The issue is that patent applications have tripled in the past two decades, leaving examiners only 20 hours on average to comb through a complex application, research past inventions, and decide whether a patent should be granted. [IPBiz query: how long has the 20 hour amount been in effect? Longer than the last 20 years?]

As a result, critics contend, quality has declined and lucrative patents have been granted for ideas that weren't actually new.

Varchaver did not mention the failure of BountyQuest.

The article notes: Patent examiners will be given only the ten highest-rated pieces of input, and attempts to sabotage a competitor's application by submitting phony material should theoretically be avoided.

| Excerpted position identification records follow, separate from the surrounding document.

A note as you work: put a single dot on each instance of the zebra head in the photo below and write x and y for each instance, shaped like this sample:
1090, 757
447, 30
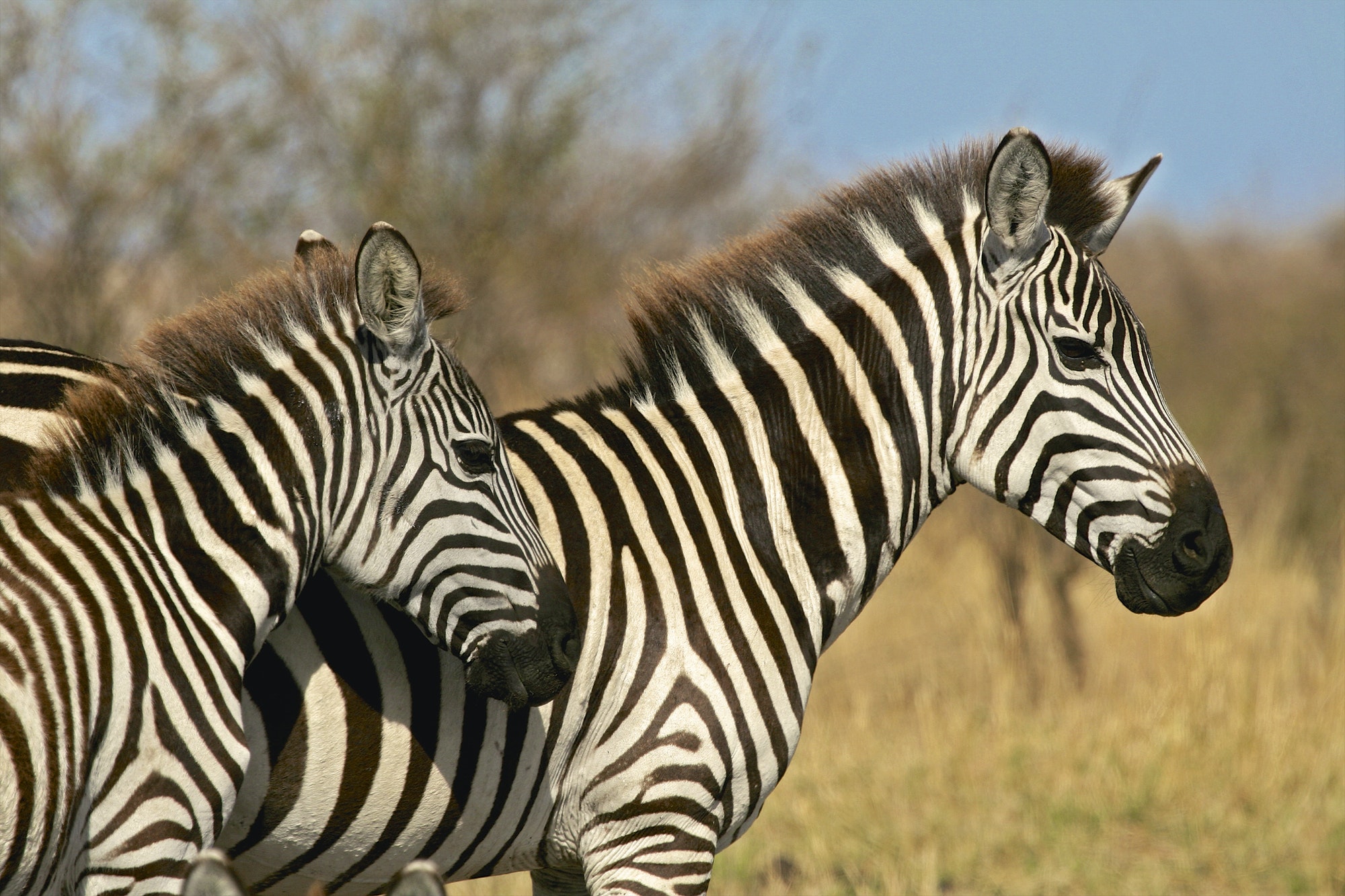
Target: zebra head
1065, 419
440, 526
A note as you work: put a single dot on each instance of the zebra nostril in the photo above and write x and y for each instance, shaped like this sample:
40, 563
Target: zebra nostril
1192, 555
1194, 544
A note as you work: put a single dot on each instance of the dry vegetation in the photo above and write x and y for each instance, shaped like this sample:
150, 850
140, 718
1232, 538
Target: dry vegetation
996, 721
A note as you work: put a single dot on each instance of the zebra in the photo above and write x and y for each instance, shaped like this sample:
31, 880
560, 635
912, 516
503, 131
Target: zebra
305, 421
793, 411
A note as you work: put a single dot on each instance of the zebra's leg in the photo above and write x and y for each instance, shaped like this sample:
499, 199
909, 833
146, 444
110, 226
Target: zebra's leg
559, 881
213, 874
420, 877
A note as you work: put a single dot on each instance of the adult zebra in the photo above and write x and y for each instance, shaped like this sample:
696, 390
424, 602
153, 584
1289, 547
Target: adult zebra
794, 409
306, 420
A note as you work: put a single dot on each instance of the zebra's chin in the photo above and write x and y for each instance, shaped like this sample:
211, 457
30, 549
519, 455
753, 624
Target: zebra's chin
521, 670
1188, 561
1147, 583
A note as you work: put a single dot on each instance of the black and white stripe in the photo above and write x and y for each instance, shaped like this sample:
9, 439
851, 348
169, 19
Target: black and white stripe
173, 516
794, 411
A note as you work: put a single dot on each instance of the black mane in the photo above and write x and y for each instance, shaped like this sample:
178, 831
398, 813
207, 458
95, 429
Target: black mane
668, 302
120, 421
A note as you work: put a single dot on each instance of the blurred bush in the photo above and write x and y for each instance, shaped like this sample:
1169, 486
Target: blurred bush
151, 154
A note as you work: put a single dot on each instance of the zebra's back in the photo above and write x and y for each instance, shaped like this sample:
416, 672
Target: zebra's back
34, 378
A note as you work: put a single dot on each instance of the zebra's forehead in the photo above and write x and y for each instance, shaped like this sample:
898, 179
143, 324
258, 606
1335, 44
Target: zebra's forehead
466, 404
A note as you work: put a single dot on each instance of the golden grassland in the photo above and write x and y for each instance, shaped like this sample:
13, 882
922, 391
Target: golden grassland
1203, 754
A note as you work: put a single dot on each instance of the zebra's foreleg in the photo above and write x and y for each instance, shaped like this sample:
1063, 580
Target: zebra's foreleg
213, 874
420, 877
559, 881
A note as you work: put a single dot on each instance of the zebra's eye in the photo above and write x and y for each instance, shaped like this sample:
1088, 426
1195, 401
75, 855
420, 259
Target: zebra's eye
475, 455
1078, 354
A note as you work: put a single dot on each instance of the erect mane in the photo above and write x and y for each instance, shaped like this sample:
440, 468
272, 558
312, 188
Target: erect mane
670, 304
120, 421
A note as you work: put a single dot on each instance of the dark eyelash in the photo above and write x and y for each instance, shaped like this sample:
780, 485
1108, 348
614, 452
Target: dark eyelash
475, 455
1078, 354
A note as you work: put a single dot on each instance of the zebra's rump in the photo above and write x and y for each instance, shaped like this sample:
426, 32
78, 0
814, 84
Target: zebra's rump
369, 752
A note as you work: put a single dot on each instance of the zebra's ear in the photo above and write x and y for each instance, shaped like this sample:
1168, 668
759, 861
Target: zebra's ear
388, 283
311, 247
1124, 192
1017, 188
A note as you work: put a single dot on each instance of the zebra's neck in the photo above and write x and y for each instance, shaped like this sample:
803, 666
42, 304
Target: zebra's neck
817, 396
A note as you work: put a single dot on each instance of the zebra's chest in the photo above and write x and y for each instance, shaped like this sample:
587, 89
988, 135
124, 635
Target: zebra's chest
684, 698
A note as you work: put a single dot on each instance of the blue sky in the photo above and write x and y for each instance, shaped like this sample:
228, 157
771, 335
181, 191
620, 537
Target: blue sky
1246, 100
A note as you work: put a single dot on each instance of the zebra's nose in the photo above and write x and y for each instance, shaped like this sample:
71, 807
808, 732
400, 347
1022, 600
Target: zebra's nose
1198, 533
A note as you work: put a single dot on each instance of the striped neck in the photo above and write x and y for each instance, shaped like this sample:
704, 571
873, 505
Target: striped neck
822, 393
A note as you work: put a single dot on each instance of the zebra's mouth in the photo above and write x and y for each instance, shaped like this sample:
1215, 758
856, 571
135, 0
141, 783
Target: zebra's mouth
1135, 591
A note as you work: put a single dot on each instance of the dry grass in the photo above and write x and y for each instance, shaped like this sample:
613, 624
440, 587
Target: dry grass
1206, 754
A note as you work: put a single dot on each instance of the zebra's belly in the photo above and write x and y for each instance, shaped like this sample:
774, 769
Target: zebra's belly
368, 754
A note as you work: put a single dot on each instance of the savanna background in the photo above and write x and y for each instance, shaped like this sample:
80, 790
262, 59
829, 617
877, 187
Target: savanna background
996, 721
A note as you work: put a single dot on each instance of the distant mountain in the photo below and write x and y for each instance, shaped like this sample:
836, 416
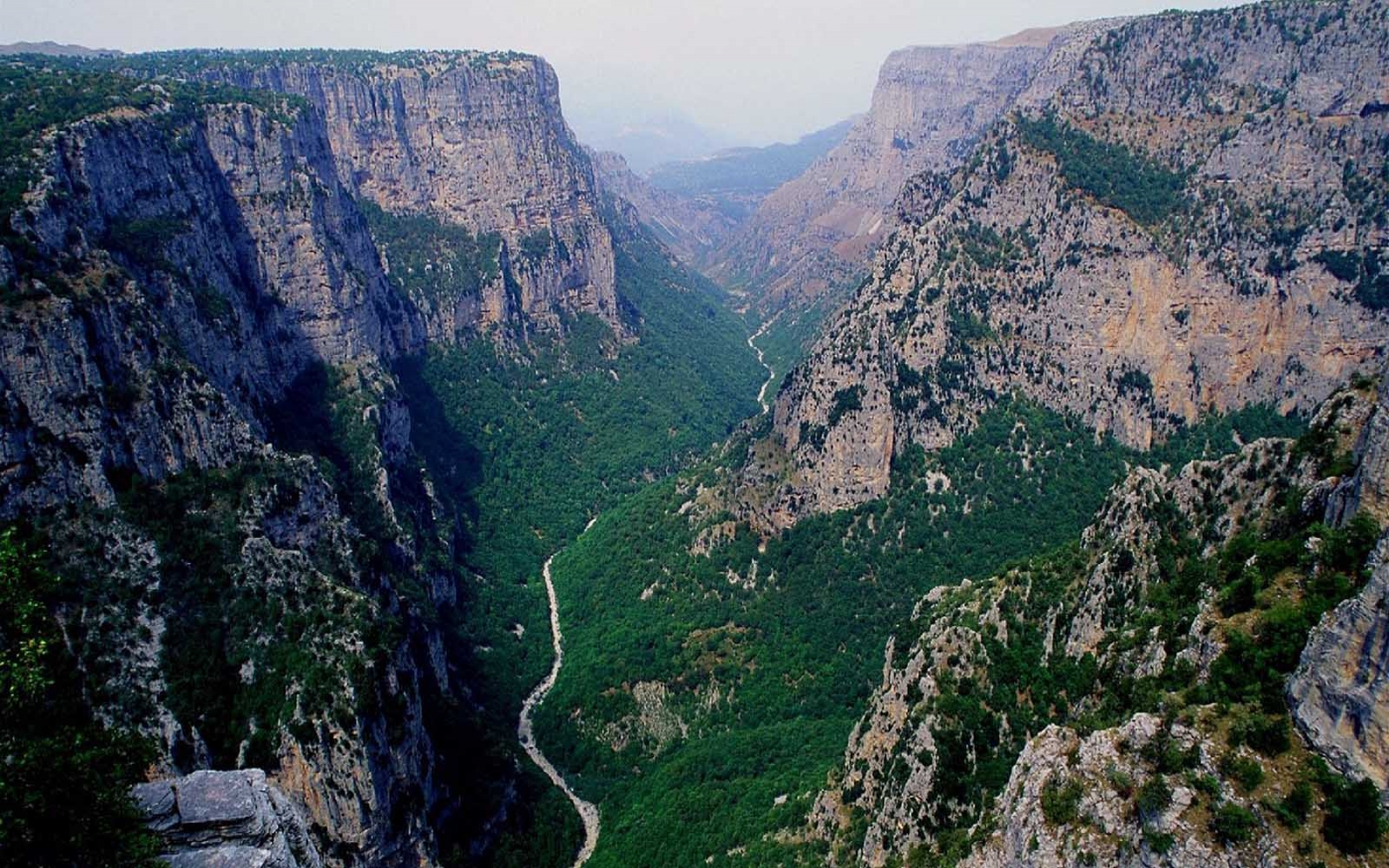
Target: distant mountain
55, 49
749, 171
650, 141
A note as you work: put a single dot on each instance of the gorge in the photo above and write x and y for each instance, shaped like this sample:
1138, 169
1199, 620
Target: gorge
997, 478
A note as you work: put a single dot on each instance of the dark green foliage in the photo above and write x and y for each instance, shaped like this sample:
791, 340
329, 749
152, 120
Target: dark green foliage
143, 240
1159, 842
1254, 667
1368, 271
64, 778
1234, 824
215, 624
1060, 802
46, 94
431, 260
1215, 435
1155, 796
524, 448
1294, 809
803, 650
1110, 173
1268, 733
1354, 821
1342, 264
1245, 771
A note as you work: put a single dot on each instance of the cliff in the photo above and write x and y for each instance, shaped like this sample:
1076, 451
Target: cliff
191, 298
1104, 705
471, 138
1157, 242
691, 227
931, 103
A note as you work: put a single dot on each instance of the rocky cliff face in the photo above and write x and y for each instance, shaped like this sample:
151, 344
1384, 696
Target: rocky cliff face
205, 261
474, 139
228, 819
981, 743
930, 108
1160, 240
189, 295
689, 227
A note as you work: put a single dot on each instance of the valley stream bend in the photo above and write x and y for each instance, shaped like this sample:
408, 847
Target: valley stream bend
525, 729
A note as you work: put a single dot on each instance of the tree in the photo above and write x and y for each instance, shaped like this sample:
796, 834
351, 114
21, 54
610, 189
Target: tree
64, 779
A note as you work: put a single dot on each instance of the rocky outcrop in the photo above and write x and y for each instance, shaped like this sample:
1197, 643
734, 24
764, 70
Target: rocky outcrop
1025, 274
928, 108
208, 259
995, 673
1340, 692
471, 138
1108, 832
227, 819
180, 273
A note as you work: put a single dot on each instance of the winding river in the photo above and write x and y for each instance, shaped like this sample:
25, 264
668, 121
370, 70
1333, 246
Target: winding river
525, 727
525, 731
771, 375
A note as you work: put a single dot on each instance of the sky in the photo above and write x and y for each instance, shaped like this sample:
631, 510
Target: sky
750, 71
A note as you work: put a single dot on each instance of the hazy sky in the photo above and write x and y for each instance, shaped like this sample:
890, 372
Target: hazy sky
754, 69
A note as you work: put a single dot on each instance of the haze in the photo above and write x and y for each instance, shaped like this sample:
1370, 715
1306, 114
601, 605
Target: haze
749, 71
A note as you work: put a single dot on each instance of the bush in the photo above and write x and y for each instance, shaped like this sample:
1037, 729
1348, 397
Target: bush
1062, 802
1353, 821
1243, 771
1292, 810
1234, 824
1110, 173
1268, 733
1153, 798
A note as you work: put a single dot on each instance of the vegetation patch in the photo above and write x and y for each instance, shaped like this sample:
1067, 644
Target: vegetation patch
1113, 174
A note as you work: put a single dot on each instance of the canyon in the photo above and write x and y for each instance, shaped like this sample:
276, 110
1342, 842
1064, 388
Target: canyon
1006, 488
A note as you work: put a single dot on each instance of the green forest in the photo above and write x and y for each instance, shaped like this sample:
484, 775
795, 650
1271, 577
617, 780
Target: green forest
768, 678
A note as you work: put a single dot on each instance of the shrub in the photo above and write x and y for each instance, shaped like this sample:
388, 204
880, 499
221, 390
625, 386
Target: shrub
1153, 798
1354, 821
1234, 824
1292, 810
1110, 173
1243, 771
1060, 802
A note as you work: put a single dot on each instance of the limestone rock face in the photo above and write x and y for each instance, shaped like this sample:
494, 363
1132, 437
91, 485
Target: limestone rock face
1016, 277
928, 108
184, 267
1340, 692
689, 227
227, 819
476, 139
215, 261
899, 781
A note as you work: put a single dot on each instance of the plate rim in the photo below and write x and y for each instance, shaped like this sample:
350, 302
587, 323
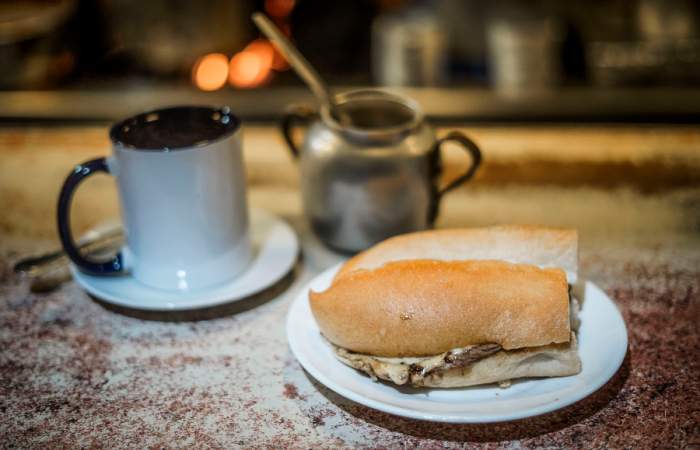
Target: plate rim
204, 301
589, 388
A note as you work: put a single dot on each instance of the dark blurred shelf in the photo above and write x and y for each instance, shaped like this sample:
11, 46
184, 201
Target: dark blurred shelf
441, 104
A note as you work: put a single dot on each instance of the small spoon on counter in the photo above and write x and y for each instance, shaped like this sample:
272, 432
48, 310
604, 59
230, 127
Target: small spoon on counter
301, 66
48, 271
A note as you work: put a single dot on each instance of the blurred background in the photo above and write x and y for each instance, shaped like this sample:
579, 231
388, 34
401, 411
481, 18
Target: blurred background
498, 60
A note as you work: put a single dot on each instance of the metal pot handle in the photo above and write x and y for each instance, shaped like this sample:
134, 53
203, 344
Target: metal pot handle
296, 115
471, 148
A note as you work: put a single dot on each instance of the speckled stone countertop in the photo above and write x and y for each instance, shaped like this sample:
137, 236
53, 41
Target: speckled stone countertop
76, 374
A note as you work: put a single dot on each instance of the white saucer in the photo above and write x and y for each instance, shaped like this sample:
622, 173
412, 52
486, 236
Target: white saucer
275, 247
602, 347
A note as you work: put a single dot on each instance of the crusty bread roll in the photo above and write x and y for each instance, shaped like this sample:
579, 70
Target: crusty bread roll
455, 308
426, 307
529, 244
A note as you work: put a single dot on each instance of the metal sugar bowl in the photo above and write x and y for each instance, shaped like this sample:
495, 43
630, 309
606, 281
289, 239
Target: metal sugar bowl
375, 175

IPBiz notes: Sorry dudes, but if you think the "highest rated" reviews on are the best reviews, you really are clueless. Further, the mutual back-scratching found in scientific citations illustrates how a cluster of common-thinkers (possibly competitors) could get into the ten highest rated pieces of input.

Varchaver quotes John Doll:

Says the commissioner for patents, John Doll: "We're just trying to put the finishing touches on the details before we roll it out to the [head of the Patent and Trademark Office] and get the final approval to move ahead."

Recall that Science quoted John Doll in the July 28 issue on another proposal to enhance quality of patents, that of limiting continuing applications. In fact, the quote of Doll was the only news in that article which appeared in the "news of the week" section in Science.

Thus, the USPTO is getting a lot of publicity on its efforts to place "quality" in patents.